Casting between address spaces and address space semantics

Hi Mon Ping,

I don't have a problem having another class, TargetAddrSpace, to store this
information. However, I don't think it make sense being a standalone pass.
Address spaces seems to part of the TargetData and it seems more natural
to ask the TargetData to return the TargetAddrSpace object (similar to
struct layout) to describe the relationships between address spaces.

This is pretty much what I did in my first patch, but Chris didn't like it.
Currently, the TargetData class can be completely described using it's string
representation (which is also stored inside a module). Adding address space
information to target data breaks this, unless we also make a string
representation of the address spaces that we can put in a module.

I think that having a seperate class is somewhat cleaner, since it also makes
sure that this info is only made available to the passes that actually use it.

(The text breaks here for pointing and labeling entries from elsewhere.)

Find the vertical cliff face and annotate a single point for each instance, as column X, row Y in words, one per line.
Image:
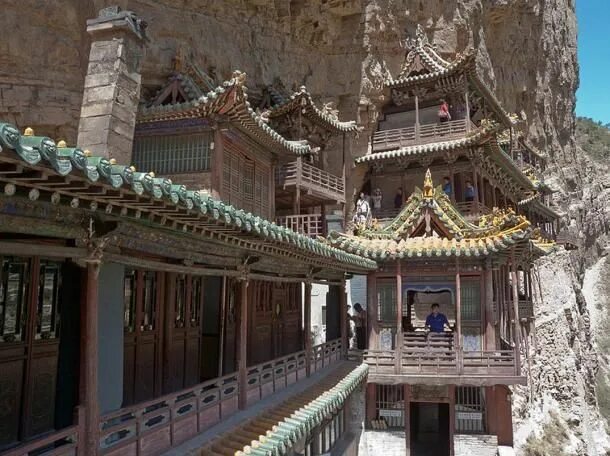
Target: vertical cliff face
column 342, row 50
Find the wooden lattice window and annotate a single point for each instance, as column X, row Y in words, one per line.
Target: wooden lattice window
column 470, row 410
column 386, row 301
column 13, row 292
column 47, row 324
column 390, row 405
column 245, row 181
column 173, row 154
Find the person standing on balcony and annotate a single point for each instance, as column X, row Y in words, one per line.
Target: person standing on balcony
column 443, row 112
column 360, row 322
column 469, row 192
column 436, row 321
column 398, row 198
column 447, row 186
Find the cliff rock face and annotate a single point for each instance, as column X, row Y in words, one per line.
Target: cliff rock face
column 342, row 50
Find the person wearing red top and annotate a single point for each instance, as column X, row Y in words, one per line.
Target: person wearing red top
column 443, row 112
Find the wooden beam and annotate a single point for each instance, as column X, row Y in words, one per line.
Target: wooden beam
column 89, row 360
column 35, row 249
column 307, row 329
column 242, row 347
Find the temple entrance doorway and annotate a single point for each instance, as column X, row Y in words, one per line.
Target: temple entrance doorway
column 429, row 429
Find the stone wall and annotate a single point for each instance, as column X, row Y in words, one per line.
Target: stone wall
column 475, row 445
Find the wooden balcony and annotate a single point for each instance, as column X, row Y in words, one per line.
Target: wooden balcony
column 314, row 183
column 311, row 225
column 437, row 360
column 420, row 134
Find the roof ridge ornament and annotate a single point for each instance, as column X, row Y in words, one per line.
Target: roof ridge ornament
column 428, row 185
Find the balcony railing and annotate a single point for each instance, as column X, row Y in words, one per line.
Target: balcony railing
column 308, row 224
column 436, row 362
column 155, row 426
column 314, row 181
column 420, row 134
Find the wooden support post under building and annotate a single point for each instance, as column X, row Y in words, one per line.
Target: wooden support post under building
column 343, row 318
column 458, row 316
column 307, row 318
column 89, row 361
column 490, row 336
column 242, row 348
column 517, row 324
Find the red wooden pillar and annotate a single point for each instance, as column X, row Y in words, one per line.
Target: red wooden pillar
column 371, row 406
column 407, row 413
column 242, row 348
column 451, row 417
column 89, row 361
column 307, row 318
column 343, row 318
column 372, row 311
column 490, row 333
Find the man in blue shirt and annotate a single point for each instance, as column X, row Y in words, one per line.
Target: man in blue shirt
column 436, row 321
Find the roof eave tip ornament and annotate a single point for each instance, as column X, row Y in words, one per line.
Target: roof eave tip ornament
column 428, row 185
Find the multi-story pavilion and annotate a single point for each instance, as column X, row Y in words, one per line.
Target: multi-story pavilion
column 466, row 244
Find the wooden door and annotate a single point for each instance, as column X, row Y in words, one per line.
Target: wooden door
column 184, row 295
column 29, row 347
column 143, row 291
column 260, row 330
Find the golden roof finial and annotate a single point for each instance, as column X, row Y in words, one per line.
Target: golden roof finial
column 428, row 186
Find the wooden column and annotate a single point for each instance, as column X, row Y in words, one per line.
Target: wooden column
column 242, row 348
column 517, row 332
column 451, row 416
column 89, row 361
column 416, row 118
column 458, row 315
column 490, row 336
column 372, row 311
column 343, row 318
column 467, row 101
column 307, row 320
column 407, row 413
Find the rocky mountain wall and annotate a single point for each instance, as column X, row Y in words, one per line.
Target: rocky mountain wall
column 342, row 50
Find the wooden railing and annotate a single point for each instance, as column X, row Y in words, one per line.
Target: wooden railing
column 159, row 424
column 61, row 443
column 267, row 378
column 311, row 179
column 325, row 354
column 308, row 224
column 420, row 361
column 526, row 308
column 419, row 134
column 154, row 426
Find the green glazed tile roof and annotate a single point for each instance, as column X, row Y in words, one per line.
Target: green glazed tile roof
column 493, row 234
column 295, row 419
column 231, row 100
column 73, row 162
column 301, row 100
column 476, row 137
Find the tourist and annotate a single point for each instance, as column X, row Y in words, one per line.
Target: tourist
column 360, row 322
column 443, row 112
column 469, row 192
column 436, row 321
column 363, row 209
column 447, row 186
column 377, row 198
column 398, row 198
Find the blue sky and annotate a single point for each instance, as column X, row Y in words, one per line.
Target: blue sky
column 593, row 96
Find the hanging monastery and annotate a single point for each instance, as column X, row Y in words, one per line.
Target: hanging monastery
column 156, row 278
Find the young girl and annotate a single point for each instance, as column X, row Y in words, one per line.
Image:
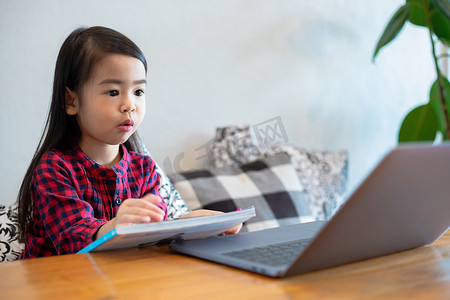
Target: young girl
column 87, row 175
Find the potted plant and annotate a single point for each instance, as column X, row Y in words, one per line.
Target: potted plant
column 425, row 121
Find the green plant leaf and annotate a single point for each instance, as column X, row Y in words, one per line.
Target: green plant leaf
column 420, row 124
column 443, row 6
column 417, row 13
column 392, row 28
column 436, row 104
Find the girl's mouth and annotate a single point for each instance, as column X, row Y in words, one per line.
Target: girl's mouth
column 126, row 126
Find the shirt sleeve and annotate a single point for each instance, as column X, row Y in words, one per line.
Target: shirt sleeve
column 69, row 221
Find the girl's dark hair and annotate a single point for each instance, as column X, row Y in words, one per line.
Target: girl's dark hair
column 83, row 49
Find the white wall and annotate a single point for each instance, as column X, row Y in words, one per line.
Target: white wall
column 215, row 63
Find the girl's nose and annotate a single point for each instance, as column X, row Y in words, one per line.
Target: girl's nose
column 128, row 106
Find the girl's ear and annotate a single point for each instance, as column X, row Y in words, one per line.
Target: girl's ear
column 71, row 100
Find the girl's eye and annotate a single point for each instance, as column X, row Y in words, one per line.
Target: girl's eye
column 139, row 93
column 113, row 93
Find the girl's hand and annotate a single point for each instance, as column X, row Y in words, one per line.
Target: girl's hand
column 143, row 210
column 207, row 212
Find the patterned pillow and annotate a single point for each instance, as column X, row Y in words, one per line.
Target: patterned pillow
column 323, row 174
column 270, row 185
column 10, row 248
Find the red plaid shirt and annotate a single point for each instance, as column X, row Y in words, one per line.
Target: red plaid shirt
column 74, row 196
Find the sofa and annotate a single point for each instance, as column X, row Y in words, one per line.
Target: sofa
column 286, row 184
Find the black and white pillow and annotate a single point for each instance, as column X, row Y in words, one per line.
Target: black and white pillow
column 10, row 248
column 269, row 184
column 323, row 174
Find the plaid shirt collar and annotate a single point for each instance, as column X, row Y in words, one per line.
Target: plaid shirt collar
column 101, row 171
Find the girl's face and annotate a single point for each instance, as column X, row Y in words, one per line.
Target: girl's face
column 111, row 105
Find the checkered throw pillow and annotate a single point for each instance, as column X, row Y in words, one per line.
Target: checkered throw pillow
column 270, row 185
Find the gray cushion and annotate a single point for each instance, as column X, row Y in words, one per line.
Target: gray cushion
column 10, row 248
column 323, row 174
column 269, row 184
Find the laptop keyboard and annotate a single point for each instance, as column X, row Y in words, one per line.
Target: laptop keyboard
column 272, row 255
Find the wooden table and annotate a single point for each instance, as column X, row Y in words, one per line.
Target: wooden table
column 154, row 273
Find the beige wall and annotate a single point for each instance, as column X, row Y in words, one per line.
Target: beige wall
column 214, row 63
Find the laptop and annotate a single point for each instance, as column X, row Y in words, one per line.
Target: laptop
column 404, row 203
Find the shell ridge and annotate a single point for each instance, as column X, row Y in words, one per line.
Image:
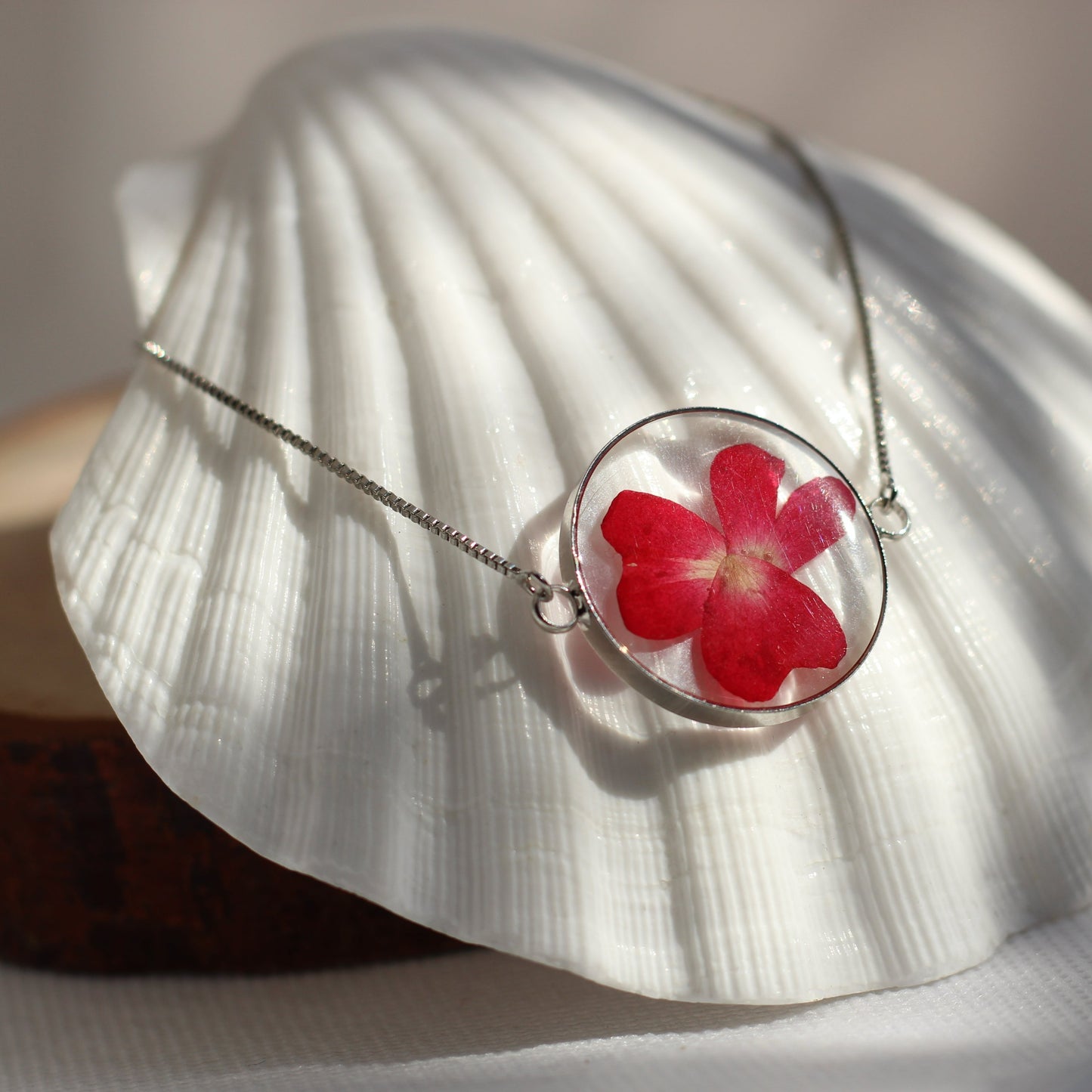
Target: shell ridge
column 645, row 343
column 456, row 639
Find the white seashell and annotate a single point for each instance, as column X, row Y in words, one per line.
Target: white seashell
column 462, row 265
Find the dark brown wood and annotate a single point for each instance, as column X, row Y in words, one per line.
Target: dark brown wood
column 102, row 868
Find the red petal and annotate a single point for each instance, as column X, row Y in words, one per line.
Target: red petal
column 745, row 481
column 759, row 623
column 815, row 517
column 670, row 555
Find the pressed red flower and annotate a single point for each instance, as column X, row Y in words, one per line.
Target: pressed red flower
column 734, row 584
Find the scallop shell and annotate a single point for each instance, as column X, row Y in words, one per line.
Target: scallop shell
column 462, row 264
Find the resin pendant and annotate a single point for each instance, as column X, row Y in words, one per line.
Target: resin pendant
column 728, row 569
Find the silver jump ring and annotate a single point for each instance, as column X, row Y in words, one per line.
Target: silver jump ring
column 546, row 593
column 889, row 505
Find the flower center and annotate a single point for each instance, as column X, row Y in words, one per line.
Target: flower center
column 739, row 576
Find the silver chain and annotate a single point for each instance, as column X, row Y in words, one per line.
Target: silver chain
column 537, row 586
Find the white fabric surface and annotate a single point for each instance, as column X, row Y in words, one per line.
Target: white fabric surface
column 481, row 1020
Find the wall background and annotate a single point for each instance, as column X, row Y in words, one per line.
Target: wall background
column 988, row 100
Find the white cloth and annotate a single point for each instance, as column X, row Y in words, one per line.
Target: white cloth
column 481, row 1020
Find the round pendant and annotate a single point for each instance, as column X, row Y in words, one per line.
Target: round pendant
column 728, row 569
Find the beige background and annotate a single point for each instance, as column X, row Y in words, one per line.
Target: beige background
column 986, row 98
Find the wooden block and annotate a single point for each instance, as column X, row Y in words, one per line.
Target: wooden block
column 102, row 868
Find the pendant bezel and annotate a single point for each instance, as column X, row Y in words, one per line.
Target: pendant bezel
column 621, row 660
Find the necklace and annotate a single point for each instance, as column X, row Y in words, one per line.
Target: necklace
column 719, row 564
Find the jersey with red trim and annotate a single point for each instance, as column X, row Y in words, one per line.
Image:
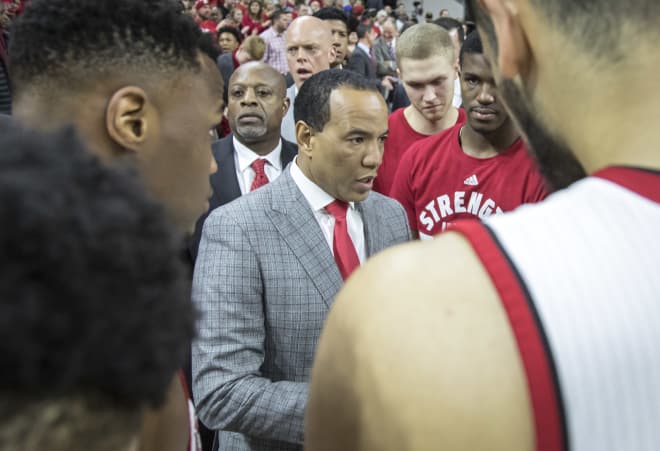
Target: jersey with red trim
column 578, row 276
column 400, row 137
column 438, row 183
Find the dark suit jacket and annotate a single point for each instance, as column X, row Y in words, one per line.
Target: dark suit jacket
column 361, row 63
column 382, row 55
column 224, row 183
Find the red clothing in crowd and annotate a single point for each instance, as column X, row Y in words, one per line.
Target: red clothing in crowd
column 401, row 136
column 437, row 183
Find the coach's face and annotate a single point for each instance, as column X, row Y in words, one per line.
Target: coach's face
column 344, row 157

BTW, there is a comment in TargetAddrspaces.h that indicate the default is
that all address spaces are equivalent. I assume you meant disjoint here.

Uh, yeah :slight_smile:

The last part of this patch is an addition to InstCombine to make use of
this information: It removes any bitcasts from a subset to a superset
address space. It gets at the address space information by requiring the
TargetAddrspaces analysis, which will give it the default implementation in
all current tools.

For the case of a GetElementPointer, we are replacing a bitcast to a
pointer, getelem with a getelem bitcast. The assumption is the latter
bitcast will hopefully go away when we iterate through those uses.

Uh? Is this a comment about what the current code or my patch does, or what it
should do? I don't understand what you mean here.

Mon Ping suggests using address space information for alias analysis as
well, which seems to make sense. In effect this is a form of type-based
alias analysis, but different address spaces don't preclude pointers from
being equal. A problem here is that pointers in disjoint address spaces
would be marked as not aliasing, but when the default relation is disjoint
this is not so conservative. This might require an extra option "Unknown",
which can be used as the default instead of "Disjoint". For Unknown, any
pass can do the conservative thing.

What I'm suggesting is that Alias Analysis can be a client to where we
store address space information. In the example you gave, alias analysis
will examine two memory locations, ask the TargetAddressSpace what the
relationship is and if it is disjoint, it will return no alias. If the
address spaces are in subset relationship, the alias analysis returns maybe
unless it has more information. If a client doesn't tell the compiler the
correct address space information, the client shouldn't expect correct
answers from coming out of the compiler.

True, anyone actually using address space should make sure that this info is
correct anyway. So, no need for an unknown default?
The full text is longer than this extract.